How to Find New Opportunities
I suggest that you pick five small business marketing activities that you focus on every day to pro-actively add opportunities to your sales pipeline.
Such as building a blog for of compelling relevant content, connecting with people who could use your services via LinkedIn, using small business email marketing visiting local business in your town or city to start relationships. The list is endless, hence why you need to focus.
It’s not a magic number but if you do less than five you risk not having enough new opportunities coming into the sales pipeline, and if you do more you risk getting overwhelmed and not doing your best at any.
Building a Small Business Marketing Mix that Works
Consider these three questions to help you pick your five focused small business marketing activities:
1. What’s already working?
How did you find your current or past customers? Take a look at all of your current and past customers and review how you found them. Review any activities that worked for you previously, has anything changed, have you stopped doing something? Can you make that activity work for you again?
2. What can you start today?
Don’t pick things that will take a long of time to get started.
If you’re already in famine you need to get opportunities into your sales pipeline quickly, don’t wait two months to get your website redesigned or to go on a course about how to use Twitter for business.
Focus on things you can start today, when you have opportunities in your sales pipeline you can easily review the results of your marketing mix and decide if you should add something that will help you build for the future.
3. What do you enjoy?
It’s no good having an activity in your small business marketing mix that you don’t enjoy, you’ll put off doing it and hate every moment of it. That isn’t the best way to build your sales pipeline.
Focus on marketing activities that you are willing to commit to 100%, that you’ll be motivated to spend enough time on to get results.
Don’t Copy Your Competitors
Notice that I didn’t say “look at what your competitors are doing”. That’s because you need to stand out from your competitors and pick five methods that you are happy with.
It doesn’t matter what your competitors are doing – build a small business marketing mix that you enjoy and that will work for you.
Get Help to Fill Your Sales Pipeline
You don’t have to fill your sales pipeline on your own.
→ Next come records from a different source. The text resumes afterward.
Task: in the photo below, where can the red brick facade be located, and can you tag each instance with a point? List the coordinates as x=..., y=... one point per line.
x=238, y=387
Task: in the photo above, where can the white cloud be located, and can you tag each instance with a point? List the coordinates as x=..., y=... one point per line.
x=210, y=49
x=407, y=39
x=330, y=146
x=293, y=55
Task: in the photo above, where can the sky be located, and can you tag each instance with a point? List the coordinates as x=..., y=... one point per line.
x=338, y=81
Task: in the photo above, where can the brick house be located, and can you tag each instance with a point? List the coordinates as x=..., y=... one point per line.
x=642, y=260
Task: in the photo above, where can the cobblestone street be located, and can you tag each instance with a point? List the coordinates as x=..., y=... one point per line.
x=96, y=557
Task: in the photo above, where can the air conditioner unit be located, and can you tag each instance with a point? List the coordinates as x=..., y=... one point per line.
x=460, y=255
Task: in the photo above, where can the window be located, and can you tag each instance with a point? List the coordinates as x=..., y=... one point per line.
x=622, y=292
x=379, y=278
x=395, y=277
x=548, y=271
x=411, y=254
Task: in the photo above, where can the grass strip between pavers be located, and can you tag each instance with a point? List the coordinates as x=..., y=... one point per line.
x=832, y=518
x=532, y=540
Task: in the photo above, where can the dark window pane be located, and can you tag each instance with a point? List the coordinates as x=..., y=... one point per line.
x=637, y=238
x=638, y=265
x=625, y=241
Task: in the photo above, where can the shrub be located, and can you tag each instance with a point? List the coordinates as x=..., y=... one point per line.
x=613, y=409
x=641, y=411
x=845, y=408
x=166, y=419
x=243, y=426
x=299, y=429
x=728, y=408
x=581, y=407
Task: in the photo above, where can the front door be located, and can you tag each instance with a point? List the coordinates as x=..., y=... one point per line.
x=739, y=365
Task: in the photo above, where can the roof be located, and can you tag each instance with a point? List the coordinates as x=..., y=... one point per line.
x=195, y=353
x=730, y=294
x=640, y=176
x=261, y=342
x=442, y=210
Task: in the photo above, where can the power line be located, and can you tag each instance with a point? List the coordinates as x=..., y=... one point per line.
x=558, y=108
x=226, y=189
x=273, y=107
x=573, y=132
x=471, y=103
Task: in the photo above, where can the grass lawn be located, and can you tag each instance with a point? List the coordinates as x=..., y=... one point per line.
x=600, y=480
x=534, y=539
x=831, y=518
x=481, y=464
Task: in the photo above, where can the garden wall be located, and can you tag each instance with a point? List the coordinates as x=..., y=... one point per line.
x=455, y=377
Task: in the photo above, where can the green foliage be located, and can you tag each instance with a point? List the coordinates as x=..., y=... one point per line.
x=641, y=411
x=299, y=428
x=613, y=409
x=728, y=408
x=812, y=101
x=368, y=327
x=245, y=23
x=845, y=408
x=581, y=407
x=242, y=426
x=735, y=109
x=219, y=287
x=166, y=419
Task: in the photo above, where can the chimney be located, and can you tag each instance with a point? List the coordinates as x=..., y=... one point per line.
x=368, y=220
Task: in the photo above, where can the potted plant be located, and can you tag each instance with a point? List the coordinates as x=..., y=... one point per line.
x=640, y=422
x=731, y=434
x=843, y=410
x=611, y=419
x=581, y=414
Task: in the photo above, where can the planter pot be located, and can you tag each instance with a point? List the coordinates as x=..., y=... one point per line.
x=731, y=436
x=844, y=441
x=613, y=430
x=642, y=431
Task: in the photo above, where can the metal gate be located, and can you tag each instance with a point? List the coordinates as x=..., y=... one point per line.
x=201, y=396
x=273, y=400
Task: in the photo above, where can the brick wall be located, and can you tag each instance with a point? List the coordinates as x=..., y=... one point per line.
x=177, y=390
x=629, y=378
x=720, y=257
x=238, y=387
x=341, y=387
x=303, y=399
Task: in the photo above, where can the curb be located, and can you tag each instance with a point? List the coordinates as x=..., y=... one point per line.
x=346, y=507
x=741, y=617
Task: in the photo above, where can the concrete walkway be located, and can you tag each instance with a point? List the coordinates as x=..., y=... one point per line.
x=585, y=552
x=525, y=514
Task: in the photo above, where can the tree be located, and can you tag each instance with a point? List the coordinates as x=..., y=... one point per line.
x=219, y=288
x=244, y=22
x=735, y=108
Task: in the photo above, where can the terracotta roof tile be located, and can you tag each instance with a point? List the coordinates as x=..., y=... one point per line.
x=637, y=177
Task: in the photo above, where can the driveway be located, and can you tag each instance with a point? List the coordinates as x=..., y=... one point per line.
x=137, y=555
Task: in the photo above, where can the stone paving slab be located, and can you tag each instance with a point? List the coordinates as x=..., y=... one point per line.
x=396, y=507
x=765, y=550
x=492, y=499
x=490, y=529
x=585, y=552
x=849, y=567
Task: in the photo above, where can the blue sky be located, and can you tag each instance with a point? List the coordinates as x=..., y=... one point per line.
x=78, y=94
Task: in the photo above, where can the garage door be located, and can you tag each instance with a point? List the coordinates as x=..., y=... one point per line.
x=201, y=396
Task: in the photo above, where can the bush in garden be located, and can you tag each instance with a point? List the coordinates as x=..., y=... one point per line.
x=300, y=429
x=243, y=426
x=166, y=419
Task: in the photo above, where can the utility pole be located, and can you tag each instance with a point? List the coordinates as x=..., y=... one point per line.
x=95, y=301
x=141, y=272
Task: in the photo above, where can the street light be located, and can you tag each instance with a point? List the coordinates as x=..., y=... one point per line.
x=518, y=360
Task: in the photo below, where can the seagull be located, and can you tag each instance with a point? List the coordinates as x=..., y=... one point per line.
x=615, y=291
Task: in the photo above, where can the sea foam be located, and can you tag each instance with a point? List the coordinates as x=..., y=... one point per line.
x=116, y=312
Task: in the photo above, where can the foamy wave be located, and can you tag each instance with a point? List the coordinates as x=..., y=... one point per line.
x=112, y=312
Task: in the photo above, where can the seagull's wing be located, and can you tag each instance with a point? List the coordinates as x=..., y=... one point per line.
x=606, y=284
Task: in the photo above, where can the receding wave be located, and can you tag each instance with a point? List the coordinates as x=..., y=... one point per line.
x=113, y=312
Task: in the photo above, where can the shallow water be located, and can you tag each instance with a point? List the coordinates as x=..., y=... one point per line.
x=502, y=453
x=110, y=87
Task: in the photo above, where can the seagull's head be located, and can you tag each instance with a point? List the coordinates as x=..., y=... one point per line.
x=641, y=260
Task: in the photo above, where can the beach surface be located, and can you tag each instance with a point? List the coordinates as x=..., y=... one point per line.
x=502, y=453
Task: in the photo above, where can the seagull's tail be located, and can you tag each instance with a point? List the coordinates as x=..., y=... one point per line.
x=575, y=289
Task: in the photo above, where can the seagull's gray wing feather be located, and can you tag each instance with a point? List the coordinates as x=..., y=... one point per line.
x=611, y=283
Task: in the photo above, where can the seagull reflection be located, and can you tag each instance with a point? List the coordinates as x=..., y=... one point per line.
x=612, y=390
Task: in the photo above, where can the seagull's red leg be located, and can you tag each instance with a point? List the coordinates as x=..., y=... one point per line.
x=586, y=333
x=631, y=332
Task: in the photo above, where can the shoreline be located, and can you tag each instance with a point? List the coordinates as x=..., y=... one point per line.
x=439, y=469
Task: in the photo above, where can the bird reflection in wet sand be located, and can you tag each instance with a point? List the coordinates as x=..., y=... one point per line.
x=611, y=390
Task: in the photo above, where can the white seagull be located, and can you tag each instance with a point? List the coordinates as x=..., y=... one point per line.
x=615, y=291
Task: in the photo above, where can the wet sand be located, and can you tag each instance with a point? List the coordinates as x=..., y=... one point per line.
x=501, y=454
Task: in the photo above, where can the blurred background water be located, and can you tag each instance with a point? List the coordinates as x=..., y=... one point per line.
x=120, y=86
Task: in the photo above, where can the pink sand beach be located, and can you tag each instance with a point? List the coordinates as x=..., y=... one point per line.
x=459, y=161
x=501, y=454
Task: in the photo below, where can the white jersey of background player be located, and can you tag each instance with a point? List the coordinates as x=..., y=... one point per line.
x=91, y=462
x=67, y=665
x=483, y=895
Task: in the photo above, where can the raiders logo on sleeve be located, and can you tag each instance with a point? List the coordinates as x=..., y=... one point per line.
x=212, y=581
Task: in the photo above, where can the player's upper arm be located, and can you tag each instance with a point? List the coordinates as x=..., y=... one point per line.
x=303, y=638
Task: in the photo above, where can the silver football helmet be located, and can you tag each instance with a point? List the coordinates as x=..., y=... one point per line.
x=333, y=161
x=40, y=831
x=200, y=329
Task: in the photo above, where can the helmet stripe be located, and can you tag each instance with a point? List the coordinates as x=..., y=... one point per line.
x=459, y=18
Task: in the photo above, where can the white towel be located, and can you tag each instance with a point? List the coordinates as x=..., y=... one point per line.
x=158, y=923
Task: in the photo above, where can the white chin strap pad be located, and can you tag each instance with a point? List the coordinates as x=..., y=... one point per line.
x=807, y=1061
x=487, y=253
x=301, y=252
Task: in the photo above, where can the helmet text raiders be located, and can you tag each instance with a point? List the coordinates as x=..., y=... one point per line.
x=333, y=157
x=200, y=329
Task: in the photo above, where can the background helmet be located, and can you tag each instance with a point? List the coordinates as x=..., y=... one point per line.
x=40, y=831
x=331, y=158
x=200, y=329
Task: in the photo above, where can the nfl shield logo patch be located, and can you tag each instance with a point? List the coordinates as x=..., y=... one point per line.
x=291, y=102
It’s good to have five focus small business marketing activities for continually adding new opportunities to your pipeline, but you can get other people to help you – more hands to the pump as the saying goes.
Remember to ask past customers, colleagues, friends and family if they know anyone who could use your products and services or if they have requirements themselves – you’re looking for new opportunities, not always just new customers.
One of the reasons you should build customer relationships is that customers who are willing to be advocates for your business can spread the word and help build your sales pipeline.
Never Turn off the Supply
The two dangers with the feast and famine cycle are that you are not proactive enough to constantly fill the sales pipeline and that when you get too busy you stop.
If you stop adding to the pipeline the supply will go dry, contacts will go cold and sooner or later you’ll be in famine.
Always ensure that you keep adding to the sales pipeline. Find ways to be more efficient with your small business marketing when you’re busy but never stop your focus activities, the more opportunities you have in your pipeline the better.
To end the feast and famine cycle in your small business you need to be constantly proactive, focus on a small number of marketing activities and never stop filling your sales pipeline with fresh opportunities.